O Ministério Público de Santa Catarina (MPSC) recomendou ao governo do Estado a suspensão imediata do leilão de um imóvel na Rua Arcipreste Paiva, no Centro de Florianópolis que havia sido destinado à implantação da sede do Arquivo Público de Santa Catarina (APESC). O edifício-garagem tem cerca de 9,7 mil metros quadrados de área construída e foi transferido para uso da instituição em 2023.
Apesar da destinação definida há três anos, o prédio foi incluído em um edital do governo estadual para a venda de bens públicos por meio de leilão eletrônico. A recomendação foi encaminhada pela 22ª Promotoria de Justiça da Capital à Secretaria de Estado da Administração, que tem cinco dias para informar se atenderá ao pedido.
O MPSC argumenta que a venda pode comprometer uma solução definitiva para a preservação do acervo documental do Estado. Atualmente, o Arquivo Público mantém aproximadamente 3 mil metros lineares de documentos, 130 mil códices e mais de 7 milhões de folhas, além de materiais cartográficos, fotográficos e audiovisuais.
Segundo o Ministério Público, apenas 15% do acervo permanente está digitalizado.
Estado destina três imóveis alugados para guardar documentos
Quando destinou o edifício ao Arquivo Público, em 2023, o próprio governo estadual apontou como vantagens a capacidade física do prédio, a localização no Centro da Capital e a possibilidade de facilitar o acesso da população ao acervo.

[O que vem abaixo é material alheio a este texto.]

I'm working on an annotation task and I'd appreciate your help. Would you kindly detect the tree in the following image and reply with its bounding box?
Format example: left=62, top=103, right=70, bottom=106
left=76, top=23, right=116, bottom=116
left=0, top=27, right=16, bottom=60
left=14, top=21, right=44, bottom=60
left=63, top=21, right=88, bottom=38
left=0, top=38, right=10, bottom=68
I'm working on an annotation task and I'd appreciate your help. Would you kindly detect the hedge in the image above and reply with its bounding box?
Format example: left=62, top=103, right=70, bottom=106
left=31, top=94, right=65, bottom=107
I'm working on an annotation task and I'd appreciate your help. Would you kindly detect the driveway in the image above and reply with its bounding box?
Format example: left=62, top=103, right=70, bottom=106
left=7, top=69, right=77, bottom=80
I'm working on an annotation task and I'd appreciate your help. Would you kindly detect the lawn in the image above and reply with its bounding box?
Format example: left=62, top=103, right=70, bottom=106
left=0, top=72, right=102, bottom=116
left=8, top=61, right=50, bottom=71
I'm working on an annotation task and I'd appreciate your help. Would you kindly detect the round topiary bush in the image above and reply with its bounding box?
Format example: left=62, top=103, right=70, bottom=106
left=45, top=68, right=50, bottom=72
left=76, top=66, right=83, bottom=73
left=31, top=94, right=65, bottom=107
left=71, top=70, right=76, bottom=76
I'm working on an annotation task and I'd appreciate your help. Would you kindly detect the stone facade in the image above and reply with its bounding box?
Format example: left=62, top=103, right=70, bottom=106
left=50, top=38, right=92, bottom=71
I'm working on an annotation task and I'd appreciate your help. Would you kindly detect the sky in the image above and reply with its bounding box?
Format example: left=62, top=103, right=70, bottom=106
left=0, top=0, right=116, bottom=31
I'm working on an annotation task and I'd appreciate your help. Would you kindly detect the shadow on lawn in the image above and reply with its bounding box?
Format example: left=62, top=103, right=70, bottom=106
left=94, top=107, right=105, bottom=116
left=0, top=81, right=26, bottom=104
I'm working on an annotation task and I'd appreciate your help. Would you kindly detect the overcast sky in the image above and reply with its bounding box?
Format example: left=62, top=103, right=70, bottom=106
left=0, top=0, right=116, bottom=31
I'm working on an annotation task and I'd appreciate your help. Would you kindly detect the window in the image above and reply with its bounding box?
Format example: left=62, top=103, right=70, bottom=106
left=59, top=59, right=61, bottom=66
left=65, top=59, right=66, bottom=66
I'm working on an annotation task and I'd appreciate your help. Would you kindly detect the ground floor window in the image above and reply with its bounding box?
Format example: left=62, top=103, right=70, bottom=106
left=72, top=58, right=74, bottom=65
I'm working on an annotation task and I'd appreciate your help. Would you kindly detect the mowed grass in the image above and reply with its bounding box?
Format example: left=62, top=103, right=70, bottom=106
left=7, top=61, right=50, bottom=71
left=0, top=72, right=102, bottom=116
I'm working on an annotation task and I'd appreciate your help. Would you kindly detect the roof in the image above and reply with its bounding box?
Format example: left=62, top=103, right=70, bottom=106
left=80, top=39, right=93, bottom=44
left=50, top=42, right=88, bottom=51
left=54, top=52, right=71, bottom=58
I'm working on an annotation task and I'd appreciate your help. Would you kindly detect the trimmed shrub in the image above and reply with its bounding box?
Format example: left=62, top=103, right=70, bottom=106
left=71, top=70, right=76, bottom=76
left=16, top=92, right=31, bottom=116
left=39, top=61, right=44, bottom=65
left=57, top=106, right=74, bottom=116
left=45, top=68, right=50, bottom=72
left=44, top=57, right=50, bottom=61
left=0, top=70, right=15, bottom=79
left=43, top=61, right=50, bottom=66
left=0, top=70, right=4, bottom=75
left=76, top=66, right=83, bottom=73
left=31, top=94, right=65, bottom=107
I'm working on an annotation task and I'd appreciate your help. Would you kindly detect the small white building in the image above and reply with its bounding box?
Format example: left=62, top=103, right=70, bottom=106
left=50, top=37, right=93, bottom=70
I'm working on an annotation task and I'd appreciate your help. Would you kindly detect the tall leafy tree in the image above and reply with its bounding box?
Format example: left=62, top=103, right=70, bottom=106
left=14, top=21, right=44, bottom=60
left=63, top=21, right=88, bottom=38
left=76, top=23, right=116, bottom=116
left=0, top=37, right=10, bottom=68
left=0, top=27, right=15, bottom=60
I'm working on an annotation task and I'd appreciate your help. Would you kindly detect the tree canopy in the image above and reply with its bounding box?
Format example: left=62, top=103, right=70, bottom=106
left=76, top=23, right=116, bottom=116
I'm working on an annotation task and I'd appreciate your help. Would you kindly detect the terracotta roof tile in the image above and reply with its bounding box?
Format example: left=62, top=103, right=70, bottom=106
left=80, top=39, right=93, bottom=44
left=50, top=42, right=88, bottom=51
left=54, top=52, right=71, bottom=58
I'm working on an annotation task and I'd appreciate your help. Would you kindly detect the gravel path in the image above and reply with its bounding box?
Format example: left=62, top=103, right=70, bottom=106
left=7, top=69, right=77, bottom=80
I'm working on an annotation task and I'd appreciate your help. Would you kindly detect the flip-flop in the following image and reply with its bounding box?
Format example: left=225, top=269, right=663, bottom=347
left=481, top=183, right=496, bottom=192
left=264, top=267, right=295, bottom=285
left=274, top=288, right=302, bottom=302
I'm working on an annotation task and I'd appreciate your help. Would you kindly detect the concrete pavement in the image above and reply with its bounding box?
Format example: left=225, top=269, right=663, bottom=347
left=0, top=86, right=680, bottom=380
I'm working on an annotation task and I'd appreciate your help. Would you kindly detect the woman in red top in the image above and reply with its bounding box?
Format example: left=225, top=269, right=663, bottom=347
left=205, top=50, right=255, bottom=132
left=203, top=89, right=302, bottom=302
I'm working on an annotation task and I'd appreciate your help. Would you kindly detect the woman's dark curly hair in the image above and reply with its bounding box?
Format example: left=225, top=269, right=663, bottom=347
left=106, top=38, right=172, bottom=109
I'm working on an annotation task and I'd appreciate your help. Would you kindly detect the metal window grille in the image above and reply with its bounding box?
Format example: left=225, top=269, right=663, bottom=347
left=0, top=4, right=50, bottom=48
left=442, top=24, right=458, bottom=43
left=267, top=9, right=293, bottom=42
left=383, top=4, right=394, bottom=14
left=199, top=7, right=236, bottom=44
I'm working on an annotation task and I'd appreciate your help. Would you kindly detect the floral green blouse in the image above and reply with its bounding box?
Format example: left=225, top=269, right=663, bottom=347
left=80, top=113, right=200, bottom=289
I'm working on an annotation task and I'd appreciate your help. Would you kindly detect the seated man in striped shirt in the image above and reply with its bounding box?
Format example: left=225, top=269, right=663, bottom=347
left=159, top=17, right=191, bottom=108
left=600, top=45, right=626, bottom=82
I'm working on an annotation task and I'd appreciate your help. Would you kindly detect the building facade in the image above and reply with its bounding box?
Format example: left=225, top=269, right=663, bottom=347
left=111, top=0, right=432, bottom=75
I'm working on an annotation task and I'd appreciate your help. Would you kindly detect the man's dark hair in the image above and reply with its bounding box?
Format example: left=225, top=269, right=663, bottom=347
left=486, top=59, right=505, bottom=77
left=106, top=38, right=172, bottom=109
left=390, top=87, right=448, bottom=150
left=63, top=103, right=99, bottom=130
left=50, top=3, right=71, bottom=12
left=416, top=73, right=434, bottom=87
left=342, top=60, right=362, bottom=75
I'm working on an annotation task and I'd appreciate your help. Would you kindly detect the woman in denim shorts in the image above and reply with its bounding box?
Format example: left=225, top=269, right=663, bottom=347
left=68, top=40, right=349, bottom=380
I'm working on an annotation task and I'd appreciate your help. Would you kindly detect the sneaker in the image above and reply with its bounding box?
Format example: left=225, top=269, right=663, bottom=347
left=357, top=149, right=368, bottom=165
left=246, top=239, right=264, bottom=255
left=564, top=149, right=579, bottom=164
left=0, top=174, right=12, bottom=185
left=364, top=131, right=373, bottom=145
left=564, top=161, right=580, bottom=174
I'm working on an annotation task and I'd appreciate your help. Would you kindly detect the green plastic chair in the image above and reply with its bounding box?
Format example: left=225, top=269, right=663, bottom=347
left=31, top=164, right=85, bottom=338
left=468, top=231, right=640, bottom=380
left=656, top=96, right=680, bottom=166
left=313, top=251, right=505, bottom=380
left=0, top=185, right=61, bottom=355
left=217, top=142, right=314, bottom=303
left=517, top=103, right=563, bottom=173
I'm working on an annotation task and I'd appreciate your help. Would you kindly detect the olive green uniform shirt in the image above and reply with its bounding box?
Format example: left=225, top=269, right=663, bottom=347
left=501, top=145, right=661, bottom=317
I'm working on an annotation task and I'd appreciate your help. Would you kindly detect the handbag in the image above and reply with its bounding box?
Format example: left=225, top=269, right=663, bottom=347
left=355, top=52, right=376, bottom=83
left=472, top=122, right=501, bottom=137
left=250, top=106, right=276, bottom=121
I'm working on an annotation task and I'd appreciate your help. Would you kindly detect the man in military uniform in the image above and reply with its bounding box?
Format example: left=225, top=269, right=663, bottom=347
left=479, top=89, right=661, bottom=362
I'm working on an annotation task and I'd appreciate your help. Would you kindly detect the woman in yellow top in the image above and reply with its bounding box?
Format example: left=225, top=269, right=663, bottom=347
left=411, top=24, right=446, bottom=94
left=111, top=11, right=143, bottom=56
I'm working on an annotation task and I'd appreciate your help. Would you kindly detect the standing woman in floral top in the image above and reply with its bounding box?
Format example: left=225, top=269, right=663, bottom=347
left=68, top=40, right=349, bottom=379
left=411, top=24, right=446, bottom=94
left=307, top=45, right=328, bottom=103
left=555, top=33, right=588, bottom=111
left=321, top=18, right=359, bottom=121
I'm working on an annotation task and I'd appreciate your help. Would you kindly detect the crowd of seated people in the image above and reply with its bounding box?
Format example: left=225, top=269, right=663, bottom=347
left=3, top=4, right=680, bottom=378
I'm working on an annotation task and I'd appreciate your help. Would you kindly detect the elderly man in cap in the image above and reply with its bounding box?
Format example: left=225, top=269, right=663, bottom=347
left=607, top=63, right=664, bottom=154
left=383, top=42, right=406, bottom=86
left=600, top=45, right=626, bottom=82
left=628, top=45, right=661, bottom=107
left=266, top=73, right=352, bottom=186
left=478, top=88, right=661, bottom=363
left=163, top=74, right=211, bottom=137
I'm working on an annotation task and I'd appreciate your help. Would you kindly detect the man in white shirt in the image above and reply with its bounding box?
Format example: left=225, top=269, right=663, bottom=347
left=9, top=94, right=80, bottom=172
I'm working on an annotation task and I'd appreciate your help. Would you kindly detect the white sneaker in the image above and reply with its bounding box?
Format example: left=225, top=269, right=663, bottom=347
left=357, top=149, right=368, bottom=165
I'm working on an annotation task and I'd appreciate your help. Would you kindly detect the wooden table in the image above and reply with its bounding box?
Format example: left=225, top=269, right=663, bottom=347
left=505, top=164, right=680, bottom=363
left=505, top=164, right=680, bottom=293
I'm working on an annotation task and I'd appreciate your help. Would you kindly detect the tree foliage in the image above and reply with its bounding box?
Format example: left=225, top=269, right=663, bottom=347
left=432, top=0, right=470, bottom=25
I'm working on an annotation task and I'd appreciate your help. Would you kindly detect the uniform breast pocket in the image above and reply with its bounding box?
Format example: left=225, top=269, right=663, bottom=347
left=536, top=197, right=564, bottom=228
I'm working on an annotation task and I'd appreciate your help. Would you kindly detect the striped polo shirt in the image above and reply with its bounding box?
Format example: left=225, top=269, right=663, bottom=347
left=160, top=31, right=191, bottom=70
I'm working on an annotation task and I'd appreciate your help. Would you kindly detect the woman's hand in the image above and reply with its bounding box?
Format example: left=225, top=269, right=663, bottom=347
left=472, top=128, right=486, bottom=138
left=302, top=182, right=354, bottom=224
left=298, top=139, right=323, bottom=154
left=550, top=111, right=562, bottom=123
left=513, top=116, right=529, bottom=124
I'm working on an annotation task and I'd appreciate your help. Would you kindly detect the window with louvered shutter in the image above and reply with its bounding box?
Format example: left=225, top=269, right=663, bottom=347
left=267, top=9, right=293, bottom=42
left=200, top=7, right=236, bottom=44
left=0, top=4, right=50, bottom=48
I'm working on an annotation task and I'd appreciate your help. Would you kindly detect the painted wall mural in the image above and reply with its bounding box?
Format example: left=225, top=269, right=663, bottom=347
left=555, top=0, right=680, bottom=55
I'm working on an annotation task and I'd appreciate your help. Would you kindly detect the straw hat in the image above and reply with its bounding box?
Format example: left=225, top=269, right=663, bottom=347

Outro argumento apresentado à época foi a possibilidade de reduzir os gastos públicos com aluguel de espaços para armazenamento de documentos. Atualmente, segundo o MPSC, três imóveis são alugados para essa finalidade.
A Promotoria sustenta que a eventual venda pode inviabilizar a concentração, em uma única estrutura, das atividades de guarda, conservação, organização, digitalização e acesso ao patrimônio documental catarinense.
Prédio fica em área de preservação cultural
Além de ter sido destinado ao Arquivo Público, o imóvel possui características que, segundo o MPSC, reforçam a necessidade de avaliar sua preservação.
Uma consulta realizada pela 22ª Promotoria de Justiça ao sistema da Prefeitura de Florianópolis apontou que o edifício está integralmente inserido em uma Área de Preservação Cultural (APC) e que há um sítio arqueológico cadastrado no perímetro do imóvel.
MPSC pede estudos antes de eventual mudança
Na recomendação, o Ministério Público solicita não apenas a suspensão dos procedimentos relacionados à venda, mas também a manutenção da destinação pública definida anteriormente e a realização de estudos técnicos multidisciplinares sobre a viabilidade de instalação definitiva do Arquivo Público no prédio.
O MPSC argumenta que uma eventual mudança na destinação estabelecida em 2023 precisa ser acompanhada de justificativas técnicas e administrativas.
A recomendação não determina, por si só, a suspensão do leilão. A Secretaria de Estado da Administração tem cinco dias para informar ao Ministério Público se acolherá ou não as medidas recomendadas. O NSC Total entrou em contato com a administração estadual e aguarda retorno.